|The attic/future studio in January: insulated, sheetrocked, and painted a pale peachy beige. The window looks east; the light shining on the wall at left is from the skylight.|
But we have a roomy dry basement with plenty of space for storage in addition to other uses, and the attic has an east-facing window overlooking our backyard, so we thought there must be something we could use the room for, taking advantage of the pleasant view. With that vague idea in mind, we had a skylight added on the south slant, to let in more natural light and provide a view of the southern sky at night.
But the door leading into this space is smaller than standard size, and because of the intersecting ceiling angles, there wasn't really a way to make it much larger. (For a thousand dollars or so, we could have had it made slightly larger, but still not standard.)
|Above the doorway leading into the attic (before the new insulation and other work), viewed from inside the attic. Not much room to expand!|
That isn't a problem for me at 5'4" tall, and hubby suggested that the room could become my office and studio, potentially replacing two separate spaces I was using, neither of which was quite working out for me.
You may be surprised that it took a little persuading for me to agree to it. I actually thought the space was potentially too nice to be all mine. I got over it, though.
We replaced the leaky double-hung window on the east with a slightly bigger casement from Marvin windows, with grillwork mimicking the original.
|Tres checks out the view from the new larger attic-studio window.|
We splurged on hardwood floors made by Wood from the Hood from reclaimed elm trees that had been removed from our city boulevards. Once the finish was cured on the floors, Craig started moving my things up from the basement single-handedly, since my gimpy knees meant I would have posed more of a hazard than help. He was pretty stiff the next day!
Along the north wall it's an office, with my desk and two rather large printers. A wide low filing cabinet (not yet assembled in the photo below) doubles as a printer stand for the Canon laser printer, while the Epson sits atop a three-shelf bookcase that holds most of my printer paper and card stock. The ledge to the left, where the Canon sits in this photo, will eventually become my photo booth corner.
|Attic office taking shape. Filing cabinet/printer stand waiting to be assembled.|
The mix of free-standing small storage units directly under the skylight divides that side of the room into two spaces, with lots of cubbies and shelves for keeping relevant supplies readily at hand. And, of course, a cat shelf on top, directly under the skylight. It wouldn't really be a good spot to keep anything prone to fading anyway.

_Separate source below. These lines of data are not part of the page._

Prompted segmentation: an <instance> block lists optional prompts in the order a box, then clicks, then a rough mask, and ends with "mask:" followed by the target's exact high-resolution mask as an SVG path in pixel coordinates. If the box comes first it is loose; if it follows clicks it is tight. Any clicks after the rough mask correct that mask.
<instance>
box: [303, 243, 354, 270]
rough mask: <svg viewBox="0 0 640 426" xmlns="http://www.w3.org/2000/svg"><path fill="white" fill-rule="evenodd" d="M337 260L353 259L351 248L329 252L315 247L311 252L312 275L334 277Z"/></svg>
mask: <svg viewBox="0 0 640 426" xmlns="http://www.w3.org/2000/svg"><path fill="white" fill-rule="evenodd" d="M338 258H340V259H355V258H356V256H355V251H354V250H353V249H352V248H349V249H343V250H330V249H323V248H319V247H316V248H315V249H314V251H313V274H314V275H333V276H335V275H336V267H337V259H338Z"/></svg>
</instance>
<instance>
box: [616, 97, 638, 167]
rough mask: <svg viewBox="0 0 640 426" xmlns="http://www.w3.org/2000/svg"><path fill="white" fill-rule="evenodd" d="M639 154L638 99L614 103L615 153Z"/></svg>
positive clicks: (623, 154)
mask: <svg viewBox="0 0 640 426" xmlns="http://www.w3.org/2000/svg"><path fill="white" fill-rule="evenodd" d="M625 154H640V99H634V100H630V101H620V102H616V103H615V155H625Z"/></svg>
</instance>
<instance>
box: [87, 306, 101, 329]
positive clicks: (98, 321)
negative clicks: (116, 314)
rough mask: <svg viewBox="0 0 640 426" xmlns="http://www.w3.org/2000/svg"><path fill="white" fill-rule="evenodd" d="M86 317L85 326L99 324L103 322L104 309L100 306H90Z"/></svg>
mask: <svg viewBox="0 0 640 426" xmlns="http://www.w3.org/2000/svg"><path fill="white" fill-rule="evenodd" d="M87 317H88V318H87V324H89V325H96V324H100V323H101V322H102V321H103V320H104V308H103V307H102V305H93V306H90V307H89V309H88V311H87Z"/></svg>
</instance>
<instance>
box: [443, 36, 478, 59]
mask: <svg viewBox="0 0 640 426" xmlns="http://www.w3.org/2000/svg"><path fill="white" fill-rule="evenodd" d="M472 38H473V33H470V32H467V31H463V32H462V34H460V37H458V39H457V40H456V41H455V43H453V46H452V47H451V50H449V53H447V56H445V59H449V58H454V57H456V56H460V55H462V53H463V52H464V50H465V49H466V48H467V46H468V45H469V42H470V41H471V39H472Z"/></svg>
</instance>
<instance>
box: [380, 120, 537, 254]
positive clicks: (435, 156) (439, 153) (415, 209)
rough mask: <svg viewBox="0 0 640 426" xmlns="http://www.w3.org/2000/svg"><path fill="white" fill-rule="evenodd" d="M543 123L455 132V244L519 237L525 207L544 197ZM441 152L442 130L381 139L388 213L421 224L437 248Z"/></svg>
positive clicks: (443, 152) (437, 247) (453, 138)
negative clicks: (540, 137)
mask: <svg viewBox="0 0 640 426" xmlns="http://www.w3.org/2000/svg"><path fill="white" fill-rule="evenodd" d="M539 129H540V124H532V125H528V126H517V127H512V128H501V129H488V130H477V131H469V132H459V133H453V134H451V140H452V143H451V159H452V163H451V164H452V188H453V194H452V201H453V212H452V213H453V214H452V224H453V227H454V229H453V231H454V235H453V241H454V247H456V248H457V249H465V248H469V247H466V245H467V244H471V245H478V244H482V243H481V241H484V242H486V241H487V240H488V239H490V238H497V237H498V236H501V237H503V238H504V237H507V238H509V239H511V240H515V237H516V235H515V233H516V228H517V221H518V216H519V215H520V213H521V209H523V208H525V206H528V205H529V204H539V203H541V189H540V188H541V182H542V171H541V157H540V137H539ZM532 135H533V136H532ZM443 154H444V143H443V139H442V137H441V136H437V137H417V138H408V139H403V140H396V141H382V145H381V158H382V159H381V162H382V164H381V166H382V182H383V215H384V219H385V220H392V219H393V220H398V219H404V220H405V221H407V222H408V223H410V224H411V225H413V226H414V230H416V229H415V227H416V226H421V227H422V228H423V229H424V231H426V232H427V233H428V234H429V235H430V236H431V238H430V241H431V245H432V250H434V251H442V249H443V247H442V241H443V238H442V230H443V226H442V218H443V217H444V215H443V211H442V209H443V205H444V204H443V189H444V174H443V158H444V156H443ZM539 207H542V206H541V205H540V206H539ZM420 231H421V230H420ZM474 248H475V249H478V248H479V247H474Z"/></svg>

|The corner to the left has my work table, with a couple of lamps on the table top, for drawing, painting, and book and card making, with Phinney overseeing the operations.|
To the right of the skylight is my order fulfillment area, a kind of writing desk adapted from a small table. And shelves for more paper, including tabloid size, and some mailing supplies.
|The tortie, Molly, is actually a very lightweight cat (we call her a cream puff); the shelf was already bowed in the middle.|
A second small table facing this one holds my paper cutter and a few random old books to provide material for various projects. (That's a paper shredder under the table, with a bag for the scraps, because you're not supposed to put shredded paper loose in the recycling bin.)
|Molly demonstrates the cubby passageway ...|
|... and back through the other way|
|Out you go, Tres.|
But it's such a pleasure to be in this space that I don't mind taking my time organizing and setting up. And I have a nice amount of open floor space for my yoga and Feldenkrais practice, which I really need to get back to!